Study Finds Suicide Rates on the Decline

ByABC News
September 28, 2006, 5:39 PM

Sept. 29, 2006 — -- Despite a current media frenzy over high-profile suicides -- including, most recently, two Sago mine workers who lost 12 comrades to a mining disaster -- a study published in the American Journal of Public Health reports a decline in suicide rates from 1970 to 2002.

And though there has been concern that new antidepressants released in the late 1980s may increase the risk of suicide, especially among adolescents, the study shows that there are no clinical studies to prove this.

The study, led by Dr. Robert E. McKeown at the University of South Carolina, Columbia, looked at four age groups and found that suicide rates for the youngest (15 to 24 years) and oldest (65 years and older) age groups peaked in the late 1980s and early 1990s and have since steadily declined.

For the middle two age groups, rates only recently began to fall (45 to 64 years), or remained stable in recent years (25 to 44 years). Suicide rates for all age groups were lower in 2002 compared with 1970.

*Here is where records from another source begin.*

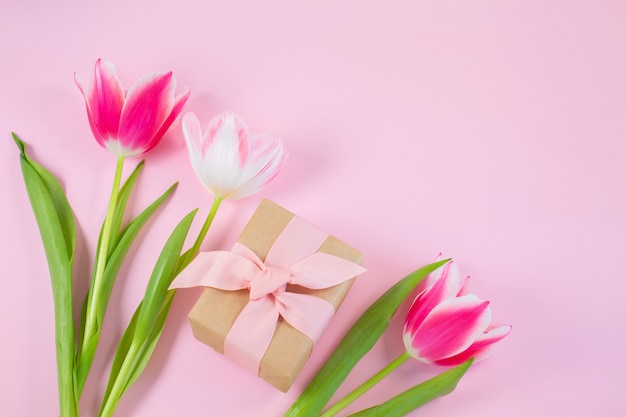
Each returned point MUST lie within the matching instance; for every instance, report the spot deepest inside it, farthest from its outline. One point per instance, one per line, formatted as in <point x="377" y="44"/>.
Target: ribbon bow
<point x="292" y="259"/>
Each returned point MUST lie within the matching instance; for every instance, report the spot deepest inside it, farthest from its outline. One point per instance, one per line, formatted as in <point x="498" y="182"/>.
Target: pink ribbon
<point x="292" y="259"/>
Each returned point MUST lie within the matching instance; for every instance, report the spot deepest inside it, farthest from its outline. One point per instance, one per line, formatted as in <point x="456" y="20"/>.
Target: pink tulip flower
<point x="131" y="123"/>
<point x="446" y="325"/>
<point x="229" y="161"/>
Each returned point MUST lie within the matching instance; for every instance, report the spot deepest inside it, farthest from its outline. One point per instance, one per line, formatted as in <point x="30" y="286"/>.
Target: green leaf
<point x="117" y="221"/>
<point x="162" y="275"/>
<point x="143" y="332"/>
<point x="122" y="200"/>
<point x="355" y="344"/>
<point x="57" y="228"/>
<point x="145" y="353"/>
<point x="127" y="236"/>
<point x="419" y="395"/>
<point x="60" y="206"/>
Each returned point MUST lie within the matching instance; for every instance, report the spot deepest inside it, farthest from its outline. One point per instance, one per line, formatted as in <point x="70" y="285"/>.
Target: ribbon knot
<point x="268" y="281"/>
<point x="292" y="259"/>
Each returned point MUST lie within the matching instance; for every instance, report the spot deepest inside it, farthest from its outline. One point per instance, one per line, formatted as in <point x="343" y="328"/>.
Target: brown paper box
<point x="216" y="310"/>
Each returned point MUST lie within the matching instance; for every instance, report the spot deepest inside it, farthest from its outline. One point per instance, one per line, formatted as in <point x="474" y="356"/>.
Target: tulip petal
<point x="148" y="105"/>
<point x="266" y="158"/>
<point x="221" y="153"/>
<point x="445" y="286"/>
<point x="179" y="102"/>
<point x="484" y="346"/>
<point x="450" y="328"/>
<point x="104" y="100"/>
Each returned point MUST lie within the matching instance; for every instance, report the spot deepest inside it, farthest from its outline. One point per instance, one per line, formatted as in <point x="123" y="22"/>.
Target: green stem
<point x="344" y="402"/>
<point x="138" y="347"/>
<point x="193" y="251"/>
<point x="108" y="408"/>
<point x="92" y="321"/>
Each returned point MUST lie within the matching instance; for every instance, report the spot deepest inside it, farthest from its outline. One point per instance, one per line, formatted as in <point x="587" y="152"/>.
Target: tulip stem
<point x="345" y="401"/>
<point x="191" y="253"/>
<point x="92" y="320"/>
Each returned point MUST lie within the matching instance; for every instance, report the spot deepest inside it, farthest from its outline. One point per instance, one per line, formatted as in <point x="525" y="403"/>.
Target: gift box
<point x="301" y="276"/>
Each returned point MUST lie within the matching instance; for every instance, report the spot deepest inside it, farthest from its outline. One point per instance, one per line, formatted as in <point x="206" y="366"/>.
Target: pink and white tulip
<point x="229" y="161"/>
<point x="133" y="122"/>
<point x="446" y="325"/>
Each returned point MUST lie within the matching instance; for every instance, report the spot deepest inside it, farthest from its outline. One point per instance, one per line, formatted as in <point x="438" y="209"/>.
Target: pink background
<point x="493" y="131"/>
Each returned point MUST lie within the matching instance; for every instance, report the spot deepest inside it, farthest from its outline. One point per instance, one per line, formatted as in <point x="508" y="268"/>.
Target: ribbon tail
<point x="309" y="314"/>
<point x="323" y="270"/>
<point x="218" y="269"/>
<point x="252" y="333"/>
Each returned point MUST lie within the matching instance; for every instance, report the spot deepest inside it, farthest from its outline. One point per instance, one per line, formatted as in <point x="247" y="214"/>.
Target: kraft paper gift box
<point x="216" y="311"/>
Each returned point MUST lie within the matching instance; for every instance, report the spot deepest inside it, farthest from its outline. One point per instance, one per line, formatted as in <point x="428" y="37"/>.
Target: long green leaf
<point x="127" y="236"/>
<point x="409" y="400"/>
<point x="162" y="276"/>
<point x="142" y="334"/>
<point x="355" y="344"/>
<point x="57" y="228"/>
<point x="122" y="200"/>
<point x="117" y="221"/>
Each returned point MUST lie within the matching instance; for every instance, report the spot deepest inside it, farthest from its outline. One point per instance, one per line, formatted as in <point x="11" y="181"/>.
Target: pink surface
<point x="492" y="131"/>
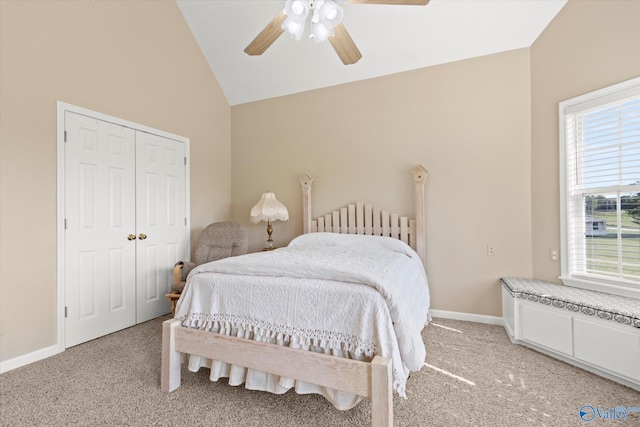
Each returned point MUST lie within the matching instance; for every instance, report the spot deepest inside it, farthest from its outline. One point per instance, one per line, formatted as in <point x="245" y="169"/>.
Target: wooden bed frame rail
<point x="373" y="380"/>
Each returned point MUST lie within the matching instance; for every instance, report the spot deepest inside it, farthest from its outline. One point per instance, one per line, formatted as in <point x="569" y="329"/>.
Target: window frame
<point x="596" y="98"/>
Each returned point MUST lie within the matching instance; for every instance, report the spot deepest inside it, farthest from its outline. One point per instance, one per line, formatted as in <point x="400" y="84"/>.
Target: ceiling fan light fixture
<point x="321" y="32"/>
<point x="294" y="28"/>
<point x="331" y="13"/>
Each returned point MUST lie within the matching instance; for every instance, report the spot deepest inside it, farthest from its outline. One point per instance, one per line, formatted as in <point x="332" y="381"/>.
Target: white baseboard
<point x="26" y="359"/>
<point x="468" y="317"/>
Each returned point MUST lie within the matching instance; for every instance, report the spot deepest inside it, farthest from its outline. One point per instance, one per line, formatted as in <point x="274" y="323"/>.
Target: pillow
<point x="357" y="241"/>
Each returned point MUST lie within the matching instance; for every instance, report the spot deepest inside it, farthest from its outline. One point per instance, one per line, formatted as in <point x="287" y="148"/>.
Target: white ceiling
<point x="392" y="39"/>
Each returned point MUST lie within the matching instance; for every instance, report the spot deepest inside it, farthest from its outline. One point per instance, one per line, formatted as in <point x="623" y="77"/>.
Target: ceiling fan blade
<point x="395" y="2"/>
<point x="267" y="36"/>
<point x="344" y="46"/>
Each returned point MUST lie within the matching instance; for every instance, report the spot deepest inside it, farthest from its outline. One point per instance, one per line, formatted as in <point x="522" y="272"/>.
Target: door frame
<point x="63" y="107"/>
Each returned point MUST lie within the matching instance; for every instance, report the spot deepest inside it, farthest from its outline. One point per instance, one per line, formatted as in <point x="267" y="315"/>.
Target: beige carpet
<point x="474" y="377"/>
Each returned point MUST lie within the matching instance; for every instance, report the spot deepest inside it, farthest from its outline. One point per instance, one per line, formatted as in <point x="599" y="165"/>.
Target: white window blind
<point x="601" y="192"/>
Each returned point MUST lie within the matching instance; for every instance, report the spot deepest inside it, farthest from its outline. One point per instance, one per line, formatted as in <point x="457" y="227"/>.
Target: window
<point x="600" y="189"/>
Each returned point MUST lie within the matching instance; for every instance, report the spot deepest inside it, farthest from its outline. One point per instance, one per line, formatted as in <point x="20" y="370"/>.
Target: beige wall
<point x="134" y="60"/>
<point x="589" y="45"/>
<point x="467" y="122"/>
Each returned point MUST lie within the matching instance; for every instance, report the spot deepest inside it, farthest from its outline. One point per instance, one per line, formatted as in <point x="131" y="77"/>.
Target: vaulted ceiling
<point x="391" y="38"/>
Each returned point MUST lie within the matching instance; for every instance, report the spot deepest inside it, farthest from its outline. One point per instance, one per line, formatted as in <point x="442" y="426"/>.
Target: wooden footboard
<point x="373" y="380"/>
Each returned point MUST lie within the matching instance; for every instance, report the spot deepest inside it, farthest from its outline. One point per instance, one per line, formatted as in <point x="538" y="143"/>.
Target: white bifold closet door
<point x="125" y="225"/>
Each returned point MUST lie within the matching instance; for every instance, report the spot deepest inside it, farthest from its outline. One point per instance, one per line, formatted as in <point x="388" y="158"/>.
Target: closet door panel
<point x="99" y="216"/>
<point x="160" y="220"/>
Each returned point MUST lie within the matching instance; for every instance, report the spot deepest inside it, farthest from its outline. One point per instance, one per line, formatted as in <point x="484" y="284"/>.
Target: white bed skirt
<point x="263" y="381"/>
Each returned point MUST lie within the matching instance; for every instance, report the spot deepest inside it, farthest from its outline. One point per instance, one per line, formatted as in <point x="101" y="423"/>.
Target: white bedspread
<point x="349" y="295"/>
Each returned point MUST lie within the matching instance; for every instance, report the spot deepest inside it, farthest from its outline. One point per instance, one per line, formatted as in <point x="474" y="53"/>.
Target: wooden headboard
<point x="363" y="218"/>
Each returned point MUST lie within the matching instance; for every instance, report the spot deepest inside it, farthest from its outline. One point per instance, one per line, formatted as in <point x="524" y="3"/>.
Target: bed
<point x="337" y="312"/>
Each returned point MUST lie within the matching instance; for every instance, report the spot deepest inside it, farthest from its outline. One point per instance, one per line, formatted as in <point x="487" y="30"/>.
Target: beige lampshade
<point x="269" y="209"/>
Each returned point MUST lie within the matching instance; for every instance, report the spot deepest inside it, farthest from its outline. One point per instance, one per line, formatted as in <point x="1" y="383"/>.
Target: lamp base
<point x="269" y="246"/>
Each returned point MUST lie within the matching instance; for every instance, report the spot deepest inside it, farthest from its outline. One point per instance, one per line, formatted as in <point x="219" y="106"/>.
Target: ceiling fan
<point x="326" y="24"/>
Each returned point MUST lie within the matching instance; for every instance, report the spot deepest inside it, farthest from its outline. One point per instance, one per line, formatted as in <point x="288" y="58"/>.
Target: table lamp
<point x="269" y="209"/>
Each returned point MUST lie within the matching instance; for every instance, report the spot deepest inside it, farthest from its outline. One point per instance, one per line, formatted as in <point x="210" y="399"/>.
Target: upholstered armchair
<point x="218" y="240"/>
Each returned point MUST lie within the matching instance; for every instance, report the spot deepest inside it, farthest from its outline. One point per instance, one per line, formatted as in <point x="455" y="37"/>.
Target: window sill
<point x="622" y="288"/>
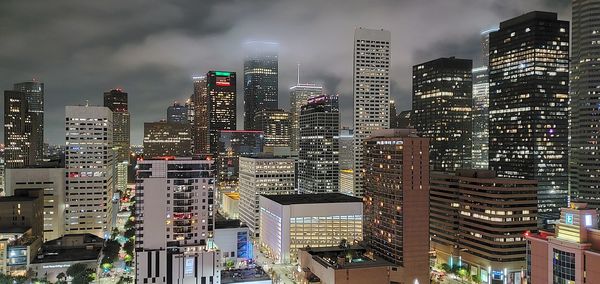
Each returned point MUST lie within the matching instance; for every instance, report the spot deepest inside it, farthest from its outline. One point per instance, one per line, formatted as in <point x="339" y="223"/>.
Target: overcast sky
<point x="151" y="48"/>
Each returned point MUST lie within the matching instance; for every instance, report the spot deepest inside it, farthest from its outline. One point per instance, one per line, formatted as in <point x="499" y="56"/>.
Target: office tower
<point x="200" y="124"/>
<point x="260" y="80"/>
<point x="34" y="92"/>
<point x="89" y="163"/>
<point x="51" y="181"/>
<point x="262" y="176"/>
<point x="177" y="113"/>
<point x="442" y="104"/>
<point x="393" y="115"/>
<point x="294" y="221"/>
<point x="220" y="86"/>
<point x="175" y="222"/>
<point x="529" y="84"/>
<point x="275" y="124"/>
<point x="585" y="103"/>
<point x="371" y="81"/>
<point x="318" y="159"/>
<point x="299" y="94"/>
<point x="17" y="130"/>
<point x="234" y="144"/>
<point x="477" y="221"/>
<point x="116" y="101"/>
<point x="163" y="139"/>
<point x="571" y="254"/>
<point x="396" y="201"/>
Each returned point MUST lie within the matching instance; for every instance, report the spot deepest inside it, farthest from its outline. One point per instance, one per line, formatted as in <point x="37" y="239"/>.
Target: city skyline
<point x="155" y="64"/>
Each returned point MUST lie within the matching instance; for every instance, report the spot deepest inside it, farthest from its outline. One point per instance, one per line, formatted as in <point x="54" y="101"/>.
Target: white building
<point x="175" y="224"/>
<point x="89" y="161"/>
<point x="52" y="182"/>
<point x="262" y="176"/>
<point x="371" y="81"/>
<point x="291" y="222"/>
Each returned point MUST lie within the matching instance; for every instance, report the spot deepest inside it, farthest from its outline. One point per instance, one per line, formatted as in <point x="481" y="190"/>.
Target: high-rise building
<point x="299" y="95"/>
<point x="442" y="105"/>
<point x="477" y="221"/>
<point x="167" y="139"/>
<point x="89" y="163"/>
<point x="371" y="81"/>
<point x="51" y="181"/>
<point x="529" y="85"/>
<point x="571" y="254"/>
<point x="17" y="130"/>
<point x="234" y="144"/>
<point x="585" y="103"/>
<point x="262" y="176"/>
<point x="34" y="92"/>
<point x="175" y="222"/>
<point x="318" y="159"/>
<point x="200" y="124"/>
<point x="178" y="113"/>
<point x="221" y="89"/>
<point x="275" y="124"/>
<point x="260" y="80"/>
<point x="396" y="201"/>
<point x="116" y="101"/>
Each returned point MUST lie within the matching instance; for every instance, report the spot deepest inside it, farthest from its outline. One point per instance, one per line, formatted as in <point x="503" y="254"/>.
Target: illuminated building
<point x="52" y="182"/>
<point x="477" y="221"/>
<point x="572" y="255"/>
<point x="234" y="144"/>
<point x="177" y="113"/>
<point x="175" y="223"/>
<point x="34" y="92"/>
<point x="200" y="124"/>
<point x="299" y="95"/>
<point x="260" y="80"/>
<point x="294" y="221"/>
<point x="371" y="81"/>
<point x="275" y="124"/>
<point x="166" y="139"/>
<point x="442" y="105"/>
<point x="318" y="168"/>
<point x="396" y="201"/>
<point x="529" y="84"/>
<point x="585" y="103"/>
<point x="116" y="101"/>
<point x="262" y="175"/>
<point x="221" y="90"/>
<point x="89" y="159"/>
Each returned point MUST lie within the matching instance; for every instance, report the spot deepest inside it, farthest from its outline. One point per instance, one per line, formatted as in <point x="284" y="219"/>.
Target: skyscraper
<point x="442" y="103"/>
<point x="396" y="201"/>
<point x="17" y="130"/>
<point x="89" y="161"/>
<point x="529" y="84"/>
<point x="371" y="81"/>
<point x="585" y="103"/>
<point x="200" y="124"/>
<point x="34" y="92"/>
<point x="177" y="113"/>
<point x="260" y="80"/>
<point x="221" y="90"/>
<point x="299" y="94"/>
<point x="116" y="101"/>
<point x="318" y="167"/>
<point x="175" y="222"/>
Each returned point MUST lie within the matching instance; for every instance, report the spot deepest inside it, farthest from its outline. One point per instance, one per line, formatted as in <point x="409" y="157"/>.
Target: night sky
<point x="151" y="48"/>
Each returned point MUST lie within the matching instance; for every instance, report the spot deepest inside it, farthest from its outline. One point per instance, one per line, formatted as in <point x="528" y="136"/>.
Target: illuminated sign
<point x="569" y="218"/>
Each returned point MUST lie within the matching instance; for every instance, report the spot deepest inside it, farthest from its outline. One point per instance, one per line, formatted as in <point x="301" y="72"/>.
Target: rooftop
<point x="290" y="199"/>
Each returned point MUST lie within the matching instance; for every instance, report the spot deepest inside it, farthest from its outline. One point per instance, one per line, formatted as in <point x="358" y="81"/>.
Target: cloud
<point x="152" y="48"/>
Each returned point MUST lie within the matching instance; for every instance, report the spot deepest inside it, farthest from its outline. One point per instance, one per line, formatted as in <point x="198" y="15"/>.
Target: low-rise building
<point x="294" y="221"/>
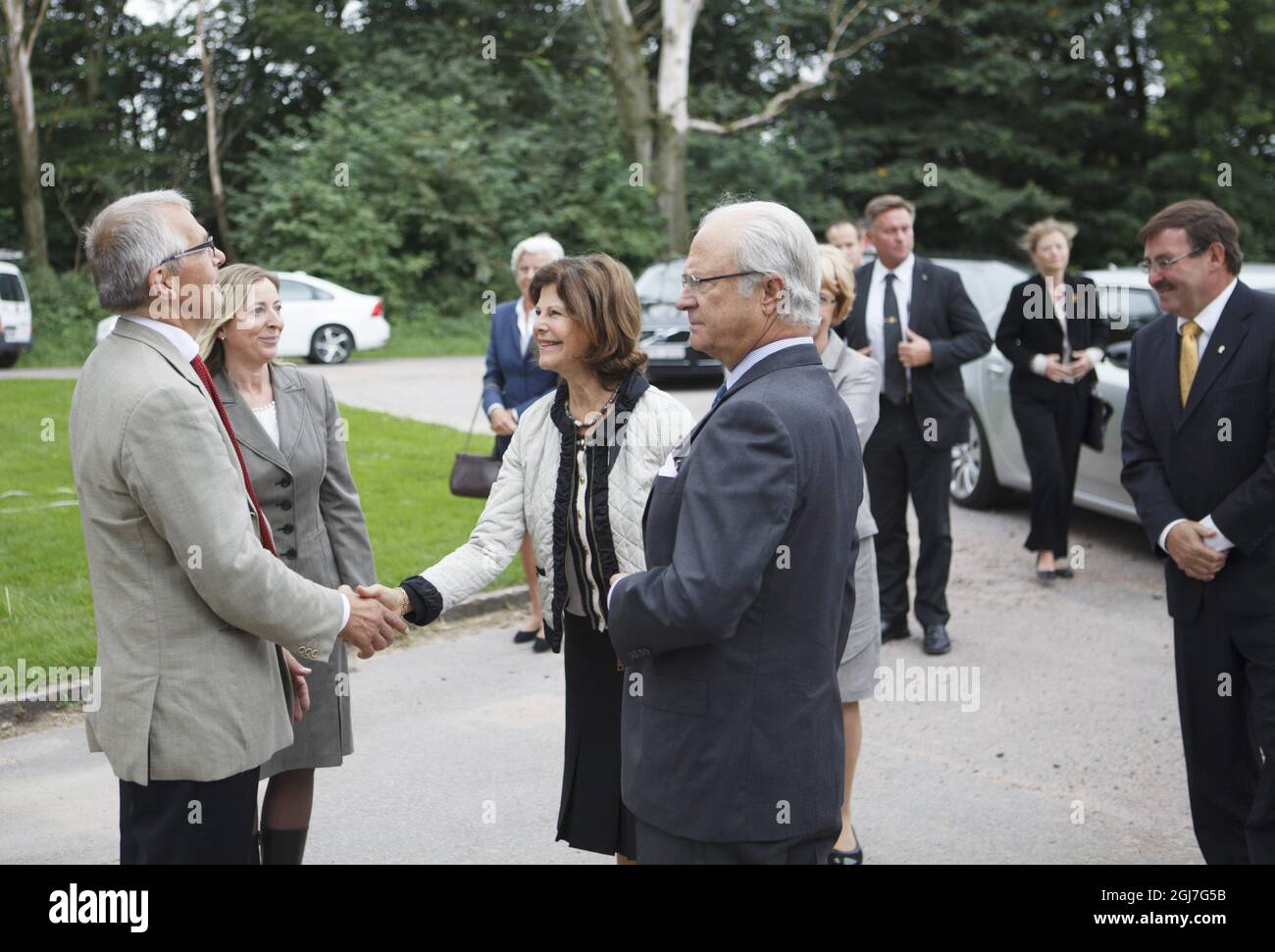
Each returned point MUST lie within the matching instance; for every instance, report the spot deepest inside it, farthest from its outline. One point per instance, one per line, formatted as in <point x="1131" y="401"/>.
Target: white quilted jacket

Suicide went from ranking as the eighth leading cause of death in 1998 to the 11th leading cause of death in 2003. Suicide, however, remains a national killer. In 2003, nearly 11 out of every 100,000 poeple living in the United States committed suicide.

According to the authors, there are several possible reasons for the drop in suicide rate. The economic prosperity of the 1990s meant that younger people didn't have a hard time finding jobs, and older people earned enough from their investments to have a comfortable retirement.

An increase in healthy life expectancy may also be a contributing factor. As people live longer, with strong social networks, they don't suffer as much from loneliness and depression, thereby reducing the risk of suicide.

Suicide rates began to fall around the same time that a newer class of antidepressants, serotonin-selective reuptake inhibitors (SSRIs), hit the market in 1988. It was thought that the declining suicide rates were attributable to these new drugs, which include Prozac and Paxil.